Inside the first storage chamber 2A, there is a disk-shaped outer peripheral portion which is in contact with the partition wall portion 22 and the inner periphery of the first storage chamber 2A. A valve member 4 is rotatably provided. As shown in FIG. 7, the valve member 4 is provided with a pair of valve pieces 4c and 4d facing one side at an interval of 180 degrees. A pair of first fluid passages 7a and 7b are formed between the valve pieces 4c and 4d in the form of a groove that does not penetrate the surface portion 4b to the rear surface side and has an arc shape with the second bearing hole 4a sandwiched in the surface portion 4b. is provided in These first fluid passages 7a, 7b begin at their respective leading ends 7c, 7d at the base of each valve segment 4c, 4d and terminate in tapered terminal ends 7e, 7f in the middle of the face portion 4b. there is

As shown particularly in FIGS. 3 and 6, the first rotary shaft 6 includes a deformed mounting shaft portion 6a on one end side thereof, a shaft support portion 6b provided following the deformed mounting shaft portion 6a, A large-diameter portion 6c provided following the shaft support portion 6b, a flange portion 6d provided following the large-diameter portion 6c, and a medium-diameter portion 6e following the flange portion 6d and having a smaller diameter than the flange portion 6d. A pair of valve members 6g and 6h protruding radially from the intermediate diameter portion 6e at intervals of 180 degrees, and a substantially elliptical cross section from the end surface of the intermediate diameter portion 6e toward the axial center thereof. has a deformed connecting hole 6i. The first rotating shaft 6 inserts the valve members 6g and 6h between the valve pieces 4c and 4d, and presses the end surface of the middle diameter portion 6e against the surface portion 4b of the valve member 4. As shown in FIG. 2, except for the portion of the deformable shaft portion 6a for attachment, it is rotatably accommodated in the first accommodation chamber 2A in a watertight state as will be described later.

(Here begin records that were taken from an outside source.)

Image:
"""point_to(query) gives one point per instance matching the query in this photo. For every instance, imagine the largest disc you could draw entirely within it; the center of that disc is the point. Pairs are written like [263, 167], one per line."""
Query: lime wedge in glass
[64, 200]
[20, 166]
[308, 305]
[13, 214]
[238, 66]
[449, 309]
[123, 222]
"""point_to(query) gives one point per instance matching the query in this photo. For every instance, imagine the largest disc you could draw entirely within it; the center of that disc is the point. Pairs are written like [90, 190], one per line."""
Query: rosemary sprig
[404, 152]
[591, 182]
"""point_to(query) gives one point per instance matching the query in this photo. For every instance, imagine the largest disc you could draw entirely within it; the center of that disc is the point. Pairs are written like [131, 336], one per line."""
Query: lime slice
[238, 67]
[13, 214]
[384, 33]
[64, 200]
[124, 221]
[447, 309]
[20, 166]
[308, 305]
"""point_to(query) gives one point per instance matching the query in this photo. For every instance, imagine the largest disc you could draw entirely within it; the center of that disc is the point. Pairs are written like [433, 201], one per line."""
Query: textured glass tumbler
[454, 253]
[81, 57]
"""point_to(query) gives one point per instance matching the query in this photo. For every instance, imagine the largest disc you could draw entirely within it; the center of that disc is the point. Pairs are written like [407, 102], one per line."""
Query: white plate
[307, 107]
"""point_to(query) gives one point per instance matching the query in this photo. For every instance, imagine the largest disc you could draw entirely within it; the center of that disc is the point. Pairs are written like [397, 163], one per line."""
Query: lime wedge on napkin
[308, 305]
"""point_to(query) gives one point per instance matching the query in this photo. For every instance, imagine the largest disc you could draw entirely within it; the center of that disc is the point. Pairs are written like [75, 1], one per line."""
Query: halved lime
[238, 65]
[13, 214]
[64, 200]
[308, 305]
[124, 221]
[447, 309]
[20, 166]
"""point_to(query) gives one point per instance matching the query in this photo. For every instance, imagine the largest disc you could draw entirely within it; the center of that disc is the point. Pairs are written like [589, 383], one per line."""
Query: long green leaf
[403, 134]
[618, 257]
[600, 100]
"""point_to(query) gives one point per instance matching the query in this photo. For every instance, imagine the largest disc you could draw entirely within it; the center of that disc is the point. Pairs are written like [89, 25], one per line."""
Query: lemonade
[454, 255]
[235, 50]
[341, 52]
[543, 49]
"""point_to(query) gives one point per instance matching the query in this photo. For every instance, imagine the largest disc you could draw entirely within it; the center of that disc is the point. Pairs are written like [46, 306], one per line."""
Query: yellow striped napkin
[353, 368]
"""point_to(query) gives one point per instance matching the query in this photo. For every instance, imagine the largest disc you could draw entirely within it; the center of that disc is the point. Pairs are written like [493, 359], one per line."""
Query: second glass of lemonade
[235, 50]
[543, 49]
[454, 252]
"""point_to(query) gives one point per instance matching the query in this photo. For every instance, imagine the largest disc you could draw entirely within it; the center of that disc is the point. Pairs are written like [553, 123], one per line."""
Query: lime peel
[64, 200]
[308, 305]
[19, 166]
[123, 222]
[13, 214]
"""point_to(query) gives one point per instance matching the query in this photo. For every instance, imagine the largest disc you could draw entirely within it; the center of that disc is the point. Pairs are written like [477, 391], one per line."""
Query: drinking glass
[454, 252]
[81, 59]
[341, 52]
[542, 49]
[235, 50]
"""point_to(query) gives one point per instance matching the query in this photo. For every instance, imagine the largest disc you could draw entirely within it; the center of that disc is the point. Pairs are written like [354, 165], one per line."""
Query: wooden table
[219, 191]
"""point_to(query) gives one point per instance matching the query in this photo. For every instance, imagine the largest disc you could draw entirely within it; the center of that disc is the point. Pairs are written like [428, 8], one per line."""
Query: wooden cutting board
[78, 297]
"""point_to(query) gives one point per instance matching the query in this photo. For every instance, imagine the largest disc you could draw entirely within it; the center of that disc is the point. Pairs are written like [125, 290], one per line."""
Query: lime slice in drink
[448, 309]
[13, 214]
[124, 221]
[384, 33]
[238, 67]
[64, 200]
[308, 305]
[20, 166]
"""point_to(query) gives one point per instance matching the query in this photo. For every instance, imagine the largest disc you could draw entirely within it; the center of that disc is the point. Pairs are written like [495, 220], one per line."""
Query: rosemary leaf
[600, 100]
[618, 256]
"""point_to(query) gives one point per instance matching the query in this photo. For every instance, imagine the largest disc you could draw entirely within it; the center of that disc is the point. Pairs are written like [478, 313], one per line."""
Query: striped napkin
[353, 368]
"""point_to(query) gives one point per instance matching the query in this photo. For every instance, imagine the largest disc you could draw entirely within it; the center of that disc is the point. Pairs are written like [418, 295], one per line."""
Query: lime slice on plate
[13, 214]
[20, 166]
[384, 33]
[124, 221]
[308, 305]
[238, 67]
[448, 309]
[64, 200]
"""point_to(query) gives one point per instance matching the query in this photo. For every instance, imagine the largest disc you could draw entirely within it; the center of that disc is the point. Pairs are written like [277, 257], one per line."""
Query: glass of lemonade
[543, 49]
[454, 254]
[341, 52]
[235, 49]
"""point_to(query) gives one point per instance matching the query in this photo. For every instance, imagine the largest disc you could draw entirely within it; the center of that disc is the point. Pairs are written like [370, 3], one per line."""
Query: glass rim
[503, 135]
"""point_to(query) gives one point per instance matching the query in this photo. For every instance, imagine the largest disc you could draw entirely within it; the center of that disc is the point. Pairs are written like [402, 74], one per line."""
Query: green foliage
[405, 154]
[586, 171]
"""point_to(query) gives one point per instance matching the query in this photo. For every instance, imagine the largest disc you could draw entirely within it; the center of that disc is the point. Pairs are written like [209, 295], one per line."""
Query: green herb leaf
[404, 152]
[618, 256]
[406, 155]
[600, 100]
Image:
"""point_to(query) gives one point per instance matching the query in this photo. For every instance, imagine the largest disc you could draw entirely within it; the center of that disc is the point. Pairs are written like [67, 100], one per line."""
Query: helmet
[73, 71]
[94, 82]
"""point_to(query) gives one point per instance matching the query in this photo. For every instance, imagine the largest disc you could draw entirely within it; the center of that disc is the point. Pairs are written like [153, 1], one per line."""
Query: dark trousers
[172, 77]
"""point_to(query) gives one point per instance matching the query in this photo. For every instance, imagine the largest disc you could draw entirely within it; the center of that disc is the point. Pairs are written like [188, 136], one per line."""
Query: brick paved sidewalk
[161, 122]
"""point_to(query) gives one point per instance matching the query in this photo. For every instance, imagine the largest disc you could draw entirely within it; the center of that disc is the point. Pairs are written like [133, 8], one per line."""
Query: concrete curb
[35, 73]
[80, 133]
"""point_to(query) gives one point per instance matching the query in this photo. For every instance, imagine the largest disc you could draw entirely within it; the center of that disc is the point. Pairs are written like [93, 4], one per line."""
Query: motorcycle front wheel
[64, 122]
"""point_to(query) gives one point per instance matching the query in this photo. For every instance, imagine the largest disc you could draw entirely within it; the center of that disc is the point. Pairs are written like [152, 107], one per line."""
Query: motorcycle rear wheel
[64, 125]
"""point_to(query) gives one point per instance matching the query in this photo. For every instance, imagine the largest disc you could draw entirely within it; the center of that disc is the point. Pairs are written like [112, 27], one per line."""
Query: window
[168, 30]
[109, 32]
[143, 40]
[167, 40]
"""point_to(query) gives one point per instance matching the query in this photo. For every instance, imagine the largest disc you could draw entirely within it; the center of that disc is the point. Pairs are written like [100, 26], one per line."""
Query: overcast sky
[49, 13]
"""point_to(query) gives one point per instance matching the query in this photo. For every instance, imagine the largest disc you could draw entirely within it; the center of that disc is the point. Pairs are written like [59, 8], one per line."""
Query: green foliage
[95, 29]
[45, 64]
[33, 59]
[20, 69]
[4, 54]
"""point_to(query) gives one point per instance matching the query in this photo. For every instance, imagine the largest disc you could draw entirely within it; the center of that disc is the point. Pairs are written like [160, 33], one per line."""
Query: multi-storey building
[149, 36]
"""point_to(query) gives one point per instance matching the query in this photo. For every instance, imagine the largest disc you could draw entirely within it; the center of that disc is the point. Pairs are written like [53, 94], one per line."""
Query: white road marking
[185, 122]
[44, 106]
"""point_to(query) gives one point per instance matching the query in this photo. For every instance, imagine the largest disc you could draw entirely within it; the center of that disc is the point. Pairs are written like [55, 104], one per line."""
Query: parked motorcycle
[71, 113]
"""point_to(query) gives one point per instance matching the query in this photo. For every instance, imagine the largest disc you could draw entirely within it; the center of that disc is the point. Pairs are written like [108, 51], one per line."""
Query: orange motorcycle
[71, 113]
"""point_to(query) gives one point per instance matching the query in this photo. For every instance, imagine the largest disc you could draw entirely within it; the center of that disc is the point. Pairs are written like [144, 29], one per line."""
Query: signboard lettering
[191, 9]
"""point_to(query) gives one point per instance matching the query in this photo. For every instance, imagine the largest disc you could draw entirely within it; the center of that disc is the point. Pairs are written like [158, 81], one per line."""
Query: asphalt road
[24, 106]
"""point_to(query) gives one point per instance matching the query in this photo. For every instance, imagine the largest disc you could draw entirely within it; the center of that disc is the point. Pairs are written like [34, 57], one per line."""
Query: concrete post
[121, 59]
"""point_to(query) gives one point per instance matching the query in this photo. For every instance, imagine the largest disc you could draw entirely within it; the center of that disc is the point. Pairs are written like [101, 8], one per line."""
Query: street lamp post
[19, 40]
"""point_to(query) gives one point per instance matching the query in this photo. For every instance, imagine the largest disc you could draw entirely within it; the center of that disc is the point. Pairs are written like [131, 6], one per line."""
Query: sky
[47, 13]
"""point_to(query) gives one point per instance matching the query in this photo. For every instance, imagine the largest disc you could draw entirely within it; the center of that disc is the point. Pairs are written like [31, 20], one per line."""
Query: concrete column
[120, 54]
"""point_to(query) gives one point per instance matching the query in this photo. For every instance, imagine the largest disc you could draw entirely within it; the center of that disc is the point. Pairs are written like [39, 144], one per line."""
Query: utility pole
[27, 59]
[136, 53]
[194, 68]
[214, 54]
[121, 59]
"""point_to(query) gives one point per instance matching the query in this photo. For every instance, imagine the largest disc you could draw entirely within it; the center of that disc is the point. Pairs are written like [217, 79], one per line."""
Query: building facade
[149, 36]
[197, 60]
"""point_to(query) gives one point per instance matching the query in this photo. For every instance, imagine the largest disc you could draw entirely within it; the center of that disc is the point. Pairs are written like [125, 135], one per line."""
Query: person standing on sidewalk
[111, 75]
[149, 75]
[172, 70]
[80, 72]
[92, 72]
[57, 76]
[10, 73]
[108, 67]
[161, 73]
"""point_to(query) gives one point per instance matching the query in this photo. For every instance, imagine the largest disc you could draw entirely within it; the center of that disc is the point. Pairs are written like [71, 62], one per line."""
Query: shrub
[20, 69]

As shown particularly in FIGS. 3 and 9, the second rotating shaft 8 includes a deformed connecting shaft portion 8a inserted into and engaged with a deformed connecting hole 6i provided in the first rotating shaft 6, and the deformed connecting shaft portion 8a. A first shaft supporting portion 8b provided following the first shaft supporting portion 8b, a large diameter portion 8c provided following the first shaft supporting portion 8b, and a large diameter portion 8c provided following the large diameter portion 8c. As will be described later, it is rotatably accommodated in a watertight state together with the first rotary shaft 6 in the second accommodation chamber 2B. Further, a plurality of recesses 8e are radially formed on the outer periphery of the large diameter portion 8c, and a locking groove 8f is provided radially through the second shaft support portion 8d.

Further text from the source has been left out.